One is that people obtain Tor from a regular website, which is only guaranteed to be secure via SSL. So there's a bootstrapping problem.
Another problem is that on Tor, addresses are meaningless so it's easy to MITM people with phishing attacks. Silk Road tried to solve this by brute forcing an onion key with their name in it but phishing was still pretty common. Also the Tor developers are considering a new hidden service protocol that would make the onion addresses a lot longer, at which point brute forcing a prefix would not achieve much beyond requiring phishers to match the brute force because the suffix would be un-memorisable.
The problem of binding a human understandable and memorisable name to a public key is what certificate authorities are for. Tor doesn't solve that problem or even try: it just assumes you have a way to obtain the public key (onion address) for the website in a secure manner and punts on the whole issue of how that happens.
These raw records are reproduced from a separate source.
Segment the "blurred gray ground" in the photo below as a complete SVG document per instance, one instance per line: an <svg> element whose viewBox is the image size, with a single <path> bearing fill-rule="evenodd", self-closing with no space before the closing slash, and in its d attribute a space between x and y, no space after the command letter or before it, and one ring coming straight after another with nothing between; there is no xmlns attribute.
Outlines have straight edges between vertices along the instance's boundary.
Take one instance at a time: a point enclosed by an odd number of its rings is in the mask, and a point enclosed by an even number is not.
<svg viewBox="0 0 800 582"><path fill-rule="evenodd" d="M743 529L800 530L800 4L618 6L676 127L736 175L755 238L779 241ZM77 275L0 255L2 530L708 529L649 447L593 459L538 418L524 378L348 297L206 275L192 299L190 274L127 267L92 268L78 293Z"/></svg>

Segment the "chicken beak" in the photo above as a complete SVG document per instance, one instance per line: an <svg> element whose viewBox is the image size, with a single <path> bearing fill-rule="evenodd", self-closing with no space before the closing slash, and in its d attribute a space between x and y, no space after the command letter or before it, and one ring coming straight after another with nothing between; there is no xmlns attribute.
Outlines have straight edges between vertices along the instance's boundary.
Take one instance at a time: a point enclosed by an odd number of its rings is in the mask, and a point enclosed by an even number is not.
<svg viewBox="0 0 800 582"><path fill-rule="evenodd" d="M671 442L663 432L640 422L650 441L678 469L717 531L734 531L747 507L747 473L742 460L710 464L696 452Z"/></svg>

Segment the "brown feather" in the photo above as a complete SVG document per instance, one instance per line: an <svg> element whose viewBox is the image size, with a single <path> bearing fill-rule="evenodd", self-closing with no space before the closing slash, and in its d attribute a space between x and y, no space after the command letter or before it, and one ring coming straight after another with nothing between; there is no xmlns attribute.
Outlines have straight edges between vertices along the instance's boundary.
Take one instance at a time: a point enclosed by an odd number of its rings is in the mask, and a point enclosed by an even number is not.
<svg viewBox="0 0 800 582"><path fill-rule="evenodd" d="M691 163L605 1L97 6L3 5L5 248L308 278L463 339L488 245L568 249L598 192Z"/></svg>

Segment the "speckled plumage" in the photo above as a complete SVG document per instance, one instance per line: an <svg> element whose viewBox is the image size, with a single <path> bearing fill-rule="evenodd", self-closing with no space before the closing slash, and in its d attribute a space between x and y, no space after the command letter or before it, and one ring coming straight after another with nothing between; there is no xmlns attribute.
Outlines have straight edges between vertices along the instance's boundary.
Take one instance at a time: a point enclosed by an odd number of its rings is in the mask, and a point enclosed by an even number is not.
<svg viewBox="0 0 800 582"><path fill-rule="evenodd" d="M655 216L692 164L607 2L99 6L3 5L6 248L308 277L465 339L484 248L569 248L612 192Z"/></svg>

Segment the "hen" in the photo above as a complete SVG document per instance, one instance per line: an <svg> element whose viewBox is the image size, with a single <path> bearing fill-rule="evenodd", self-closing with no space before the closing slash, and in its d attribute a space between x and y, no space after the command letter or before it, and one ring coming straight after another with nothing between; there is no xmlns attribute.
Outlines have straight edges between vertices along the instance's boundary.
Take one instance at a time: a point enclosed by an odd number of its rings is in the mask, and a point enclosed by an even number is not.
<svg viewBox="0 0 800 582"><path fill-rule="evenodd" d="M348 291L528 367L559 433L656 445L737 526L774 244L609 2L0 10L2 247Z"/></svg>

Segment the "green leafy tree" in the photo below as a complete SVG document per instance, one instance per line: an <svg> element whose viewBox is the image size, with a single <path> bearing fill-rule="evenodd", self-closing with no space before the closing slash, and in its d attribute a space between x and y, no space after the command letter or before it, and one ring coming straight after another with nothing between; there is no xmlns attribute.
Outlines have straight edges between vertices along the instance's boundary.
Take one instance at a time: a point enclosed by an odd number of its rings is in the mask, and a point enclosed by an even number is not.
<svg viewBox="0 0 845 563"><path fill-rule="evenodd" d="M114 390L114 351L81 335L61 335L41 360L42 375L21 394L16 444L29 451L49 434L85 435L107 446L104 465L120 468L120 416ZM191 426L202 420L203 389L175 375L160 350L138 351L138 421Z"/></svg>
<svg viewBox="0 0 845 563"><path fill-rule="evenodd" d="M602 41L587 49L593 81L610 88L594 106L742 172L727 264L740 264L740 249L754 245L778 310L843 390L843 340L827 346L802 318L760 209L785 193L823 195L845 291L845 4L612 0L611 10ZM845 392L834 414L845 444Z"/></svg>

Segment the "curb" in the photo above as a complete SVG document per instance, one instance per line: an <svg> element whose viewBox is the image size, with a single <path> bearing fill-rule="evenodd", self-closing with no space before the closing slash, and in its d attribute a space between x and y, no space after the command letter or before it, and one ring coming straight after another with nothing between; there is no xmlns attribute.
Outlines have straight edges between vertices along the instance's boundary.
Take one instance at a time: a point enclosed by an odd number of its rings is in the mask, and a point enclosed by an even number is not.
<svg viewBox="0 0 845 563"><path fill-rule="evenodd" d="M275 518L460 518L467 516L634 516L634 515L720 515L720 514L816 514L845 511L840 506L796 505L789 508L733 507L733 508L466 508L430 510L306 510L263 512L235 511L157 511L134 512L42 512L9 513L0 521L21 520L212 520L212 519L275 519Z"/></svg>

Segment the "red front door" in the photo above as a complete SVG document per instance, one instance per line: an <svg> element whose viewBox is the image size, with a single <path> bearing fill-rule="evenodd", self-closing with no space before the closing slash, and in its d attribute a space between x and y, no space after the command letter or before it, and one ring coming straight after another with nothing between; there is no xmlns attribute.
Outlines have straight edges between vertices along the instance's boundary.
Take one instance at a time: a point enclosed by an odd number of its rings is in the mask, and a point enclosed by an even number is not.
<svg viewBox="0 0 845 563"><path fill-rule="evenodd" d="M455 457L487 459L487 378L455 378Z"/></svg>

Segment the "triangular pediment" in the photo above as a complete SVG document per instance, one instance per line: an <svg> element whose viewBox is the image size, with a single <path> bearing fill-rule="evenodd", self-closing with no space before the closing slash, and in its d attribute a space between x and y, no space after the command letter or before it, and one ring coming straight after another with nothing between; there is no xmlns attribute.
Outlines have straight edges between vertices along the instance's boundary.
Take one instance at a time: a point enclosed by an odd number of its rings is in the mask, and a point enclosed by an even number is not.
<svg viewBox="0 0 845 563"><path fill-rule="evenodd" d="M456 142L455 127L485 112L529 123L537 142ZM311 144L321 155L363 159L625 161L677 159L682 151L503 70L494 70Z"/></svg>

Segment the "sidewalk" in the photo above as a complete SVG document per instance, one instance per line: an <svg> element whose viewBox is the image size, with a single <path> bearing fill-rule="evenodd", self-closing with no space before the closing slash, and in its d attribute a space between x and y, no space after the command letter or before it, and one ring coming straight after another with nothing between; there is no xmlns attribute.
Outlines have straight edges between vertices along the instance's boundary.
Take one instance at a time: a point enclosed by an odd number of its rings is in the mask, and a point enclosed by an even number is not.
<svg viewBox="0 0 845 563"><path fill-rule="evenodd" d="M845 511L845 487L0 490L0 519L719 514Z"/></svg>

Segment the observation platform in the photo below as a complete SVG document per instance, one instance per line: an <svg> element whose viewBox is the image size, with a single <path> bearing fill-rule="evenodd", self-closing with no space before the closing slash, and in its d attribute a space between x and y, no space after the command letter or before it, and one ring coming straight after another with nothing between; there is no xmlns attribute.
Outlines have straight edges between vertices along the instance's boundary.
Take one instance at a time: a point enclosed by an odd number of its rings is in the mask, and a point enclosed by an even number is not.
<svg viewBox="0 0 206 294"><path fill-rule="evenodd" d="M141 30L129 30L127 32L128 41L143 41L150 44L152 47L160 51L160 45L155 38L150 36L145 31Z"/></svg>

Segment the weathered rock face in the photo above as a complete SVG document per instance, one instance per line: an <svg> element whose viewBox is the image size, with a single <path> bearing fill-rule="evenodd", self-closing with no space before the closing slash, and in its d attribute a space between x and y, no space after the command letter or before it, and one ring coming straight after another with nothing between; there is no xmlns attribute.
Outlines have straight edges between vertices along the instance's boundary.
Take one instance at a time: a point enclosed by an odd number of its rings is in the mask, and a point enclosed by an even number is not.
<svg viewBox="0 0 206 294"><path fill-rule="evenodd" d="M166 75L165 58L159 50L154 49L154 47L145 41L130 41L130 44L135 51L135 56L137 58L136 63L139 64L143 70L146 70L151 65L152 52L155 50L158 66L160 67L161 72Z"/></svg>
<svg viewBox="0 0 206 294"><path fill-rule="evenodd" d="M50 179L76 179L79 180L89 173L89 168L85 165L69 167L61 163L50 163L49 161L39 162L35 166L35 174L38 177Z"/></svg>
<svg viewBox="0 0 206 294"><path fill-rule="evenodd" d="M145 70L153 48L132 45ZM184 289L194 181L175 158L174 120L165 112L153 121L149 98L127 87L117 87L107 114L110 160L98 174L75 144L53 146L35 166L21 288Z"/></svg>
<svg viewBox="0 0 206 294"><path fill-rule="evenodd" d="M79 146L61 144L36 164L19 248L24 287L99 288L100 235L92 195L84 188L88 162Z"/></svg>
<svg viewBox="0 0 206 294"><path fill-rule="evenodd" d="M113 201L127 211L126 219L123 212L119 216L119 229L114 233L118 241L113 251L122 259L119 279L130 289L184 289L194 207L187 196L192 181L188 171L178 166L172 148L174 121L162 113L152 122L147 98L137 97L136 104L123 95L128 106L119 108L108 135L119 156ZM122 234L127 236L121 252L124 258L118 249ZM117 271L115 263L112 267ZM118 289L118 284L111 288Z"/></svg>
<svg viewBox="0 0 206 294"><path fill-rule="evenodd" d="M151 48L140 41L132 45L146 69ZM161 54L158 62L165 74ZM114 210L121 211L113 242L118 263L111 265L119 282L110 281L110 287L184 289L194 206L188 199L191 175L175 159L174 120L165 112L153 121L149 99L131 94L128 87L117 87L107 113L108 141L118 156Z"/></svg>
Silk Road had a key hash that was short enough that you might be able to tell it to someone using your voice and have them remember it, or you could write it down, but that's certainly not any guarantee - Zooko's triangle posits that you can have an identifier that's secure, or memorable, but not both.
There's also some other more practical issues: one is that websites aren't going to migrate to Tor just to avoid certificate authorities, so the payment protocol has to work with the regular internet, which means X.509.
Another is that Tor is more centralised than the certificate authorities are: there are only seven directory authorities, and Tor is largely funded by the US government. There are about 100 independent CAs spread around the world and they're funded by their users.